DFL besteht auf Bankbürgschaft
Premiere macht neues Gebot für Bundesliga

Der Pay TV-Sender Premiere will auch in der nächsten Saison alle Spiele der Fußball-Bundesliga übertragen. Angeblich liegt der DFL bereits ein neues Gebot des Senders vor.

dpa HANNOVER/MÜNCHEN. Der defizitäre Abo-Kanal hat der Deutschen Fußball-Liga (DFL) nach Informationen der "Süddeutschen Zeitung" ein Angebot für einen neuen Vertrag unterbreitet. Der Kontrakt soll ein Gesamtvolumen von 140 Mill. ? für eine Spielzeit umfassen, das Geld aus einem Teil der Abo-Erlöse stammen. Der Betrag soll in 10 Monatsraten gezahlt werden.

Premiere-Chef Georg Kofler sagte der "SZ" auf Anfrage, er sei zuversichtlich, der DFL eine "akzeptable Sicherheit" für die Lizenzsumme bieten zu können.
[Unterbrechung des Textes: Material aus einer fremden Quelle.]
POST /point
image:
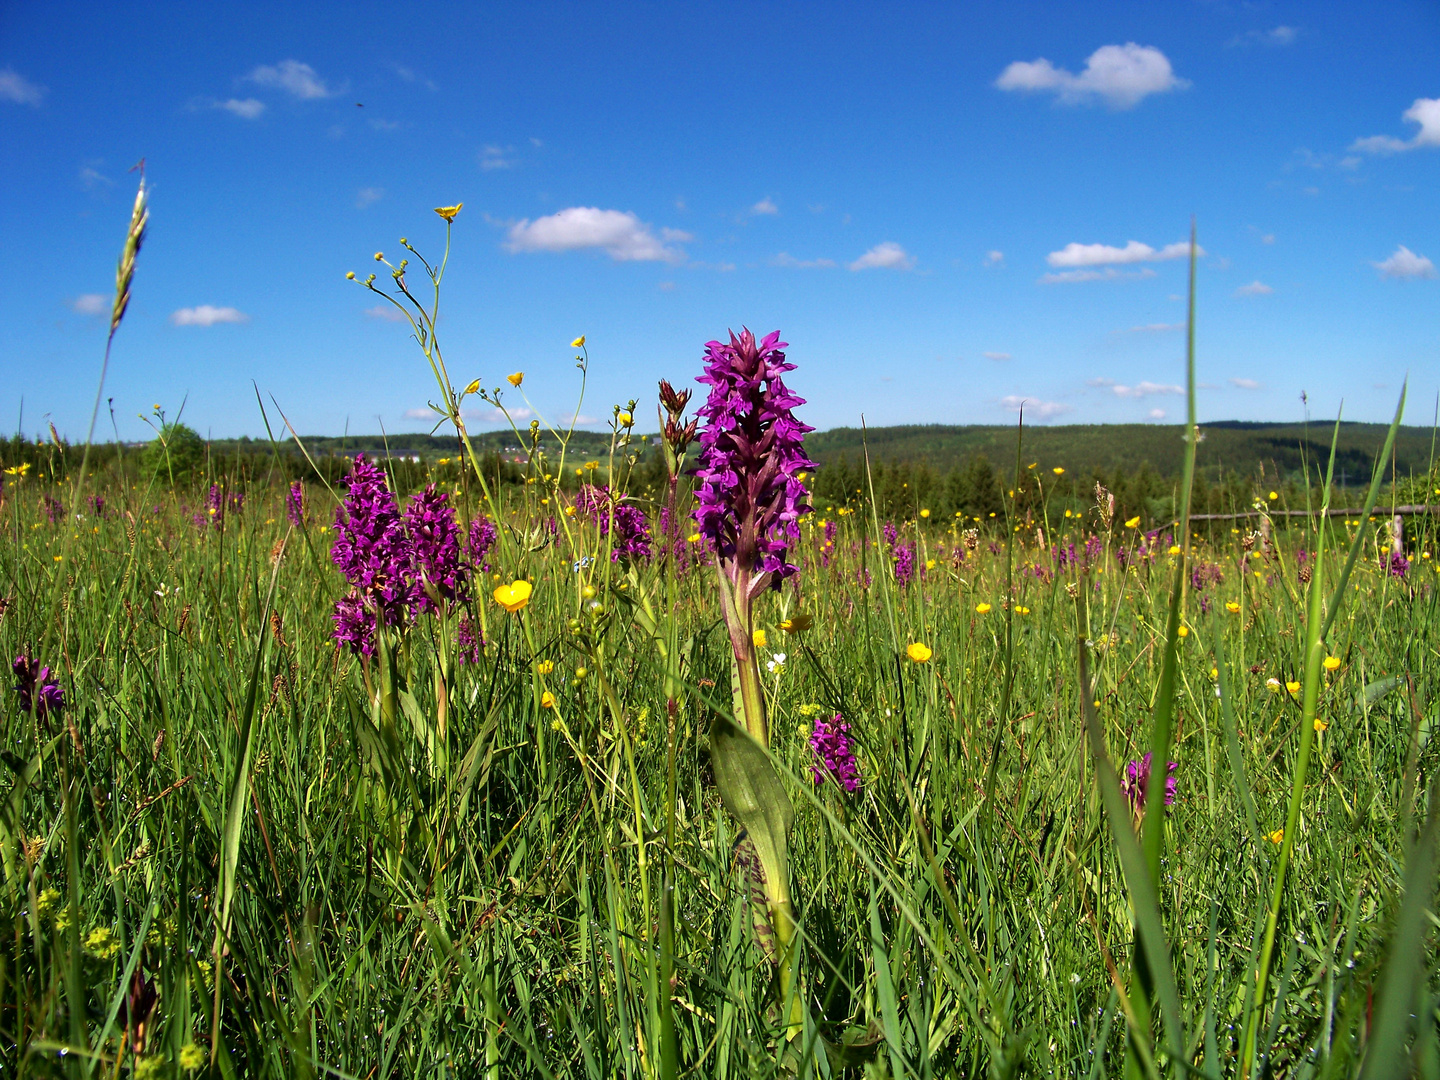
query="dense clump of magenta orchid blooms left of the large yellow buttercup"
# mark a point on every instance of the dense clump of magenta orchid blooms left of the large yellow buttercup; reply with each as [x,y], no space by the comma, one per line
[397,564]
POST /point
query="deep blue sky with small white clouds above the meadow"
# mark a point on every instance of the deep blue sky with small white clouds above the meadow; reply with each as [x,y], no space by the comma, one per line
[944,208]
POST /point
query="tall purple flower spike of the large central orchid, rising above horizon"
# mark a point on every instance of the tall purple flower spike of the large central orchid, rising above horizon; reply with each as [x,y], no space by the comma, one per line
[751,450]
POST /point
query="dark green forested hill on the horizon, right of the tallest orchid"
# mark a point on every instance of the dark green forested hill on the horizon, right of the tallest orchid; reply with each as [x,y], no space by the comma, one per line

Der Dachverband der 36 Profi-Clubs besteht nach den schlechten Erfahrungen mit der insolventen KirchMedia auf eine Bankbürgschaft als Garantie bei Abschluss eines neuen TV-Vertrags. Der bisherige Vertragspartner Kirch-Media konnte der DFL rund 80 Mill. ? für die zurückliegende Saison nicht zahlen.
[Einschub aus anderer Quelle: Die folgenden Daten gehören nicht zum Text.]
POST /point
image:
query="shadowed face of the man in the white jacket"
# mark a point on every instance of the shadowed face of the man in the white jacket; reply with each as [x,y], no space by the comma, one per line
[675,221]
Dennoch beteiligt sich das Münchner Medienunternehmen, bei dem in der nächsten Woche das Insolvenzverfahren eröffnet werden soll, am Poker um die Bundesliga-Rechte. Kirch-Media möchte ausschließlich die Rechte für das frei empfangbare Fernsehen (Free TV) erwerben und diese dann an TV-Sender wie Sat-1, ARD und ZDF verkaufen. Dafür wurde der DFL ein Zwei-Jahres-Vertrag mit einem Gesamtvolumen von rund 600 Mill. ? angeboten.

Ein anderer Interessent ist der Münchner Filmhändler Herbert Kloiber. Er möchte die Rechte gemeinsam mit der Telekom erwerben. Im Gespräch ist ein Angebot von mehr als 300 Mill. ? pro Saison. ARD/ZDF haben nach eigenen Angaben kein Angebot vorgelegt. Die DFL will bis Mitte Juni die TV-Frage klären, damit ihre Vereine Planungssicherheit für die nächste Spielzeit haben.